Au fil d'un été où certains champions du monde sont revenus en Ligue 1, un autre a choisi de la quitter pour arrêter sa très longue carrière, et il a choisi L'Équipe pour l'annoncer. À 40 ans, Steve Mandanda, recordman du nombre de matches disputés avec l'OM (613), champion de France 2010, champion du monde 2018, a donc décidé de raccrocher. Même les dernières sollicitations venues d'Arabie saoudite, lundi encore, n'ont pas infléchi sa position.
Il l'a mûrement réfléchie comme il l'a expliqué, mercredi, confortablement installé dans le cadre du Mama Shelter, à Rennes, où il a ses habitudes pour les brunches dominicaux. « Si ça n'avait tenu qu'à moi, j'aurais fait une petite photo sur Insta (il fait le signe de la victoire), merci au revoir ! » Il s'est finalement posé le temps d'un dernier match avec prolongation pour détailler plus longuement son choix et revenir, avec émotion, sur vingt-et-un ans de carrière.
« Vous vous êtes laissé un été de réflexion après la fin de votre contrat à Rennes. Votre décision est-elle prise ?
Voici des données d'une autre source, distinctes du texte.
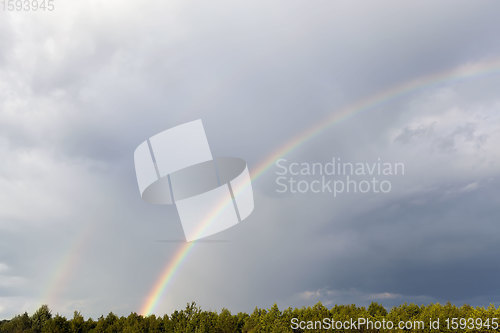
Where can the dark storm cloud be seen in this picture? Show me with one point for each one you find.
(85, 87)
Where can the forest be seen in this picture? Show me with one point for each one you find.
(318, 318)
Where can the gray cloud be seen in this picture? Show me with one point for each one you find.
(83, 86)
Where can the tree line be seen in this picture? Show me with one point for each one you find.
(305, 319)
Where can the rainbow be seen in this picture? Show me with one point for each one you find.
(456, 74)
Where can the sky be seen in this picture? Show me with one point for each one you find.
(82, 86)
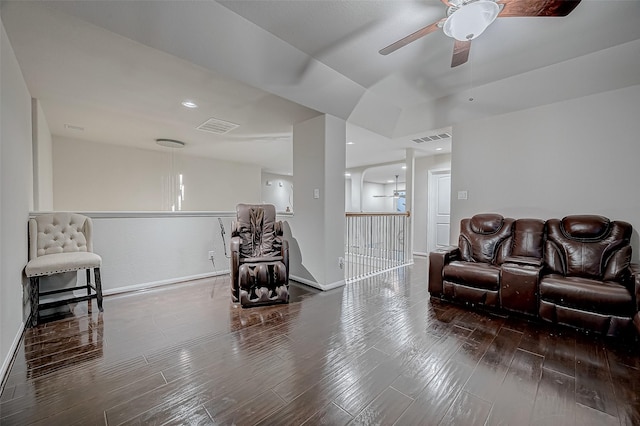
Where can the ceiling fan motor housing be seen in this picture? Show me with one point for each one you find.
(471, 19)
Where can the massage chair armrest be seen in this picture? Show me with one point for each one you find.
(437, 261)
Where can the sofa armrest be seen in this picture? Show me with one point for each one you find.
(524, 260)
(635, 282)
(437, 261)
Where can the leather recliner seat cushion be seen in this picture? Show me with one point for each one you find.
(606, 297)
(479, 275)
J'ai eu besoin de prendre mon temps pour l'accepter, déjà, parce que ce n'est pas simple mais, oui, j'arrête ma carrière. Je suis parti en vacances avec mon ami, Didier (Digard, entraîneur du Havre), et on a beaucoup discuté tous les deux. J'ai eu une grande période de réflexion parce que, si dans mon esprit ça semblait clair, j'ai eu beaucoup de sollicitations (Le Havre, Lorient, Guingamp, Brest, Montpellier). C'est flatteur, ça veut dire que des dirigeants, des coaches pensent encore à toi. Et, à chaque fois que j'ai dit non, je me suis demandé si je n'allais pas le regretter. Mais à force de dire non : la Turquie trop loin, l'Arabie saoudite pareil, en Ligue 1 pour d'autres raisons...
Cela ressemblait à des excuses ?
Peut-être, mais il me fallait du temps pour l'accepter. Au cours de la saison dernière, je savais que j'allais arrêter. L'arrivée du coach, Habib Beye (fin janvier), m'a redonné l'envie, j'ai appris à apprécier mon rôle de numéro 2. Et puis, le club a décidé de ne pas renouveler mon contrat, arrive ensuite le dernier match de la saison au Vélodrome (2-4, le 17 mai).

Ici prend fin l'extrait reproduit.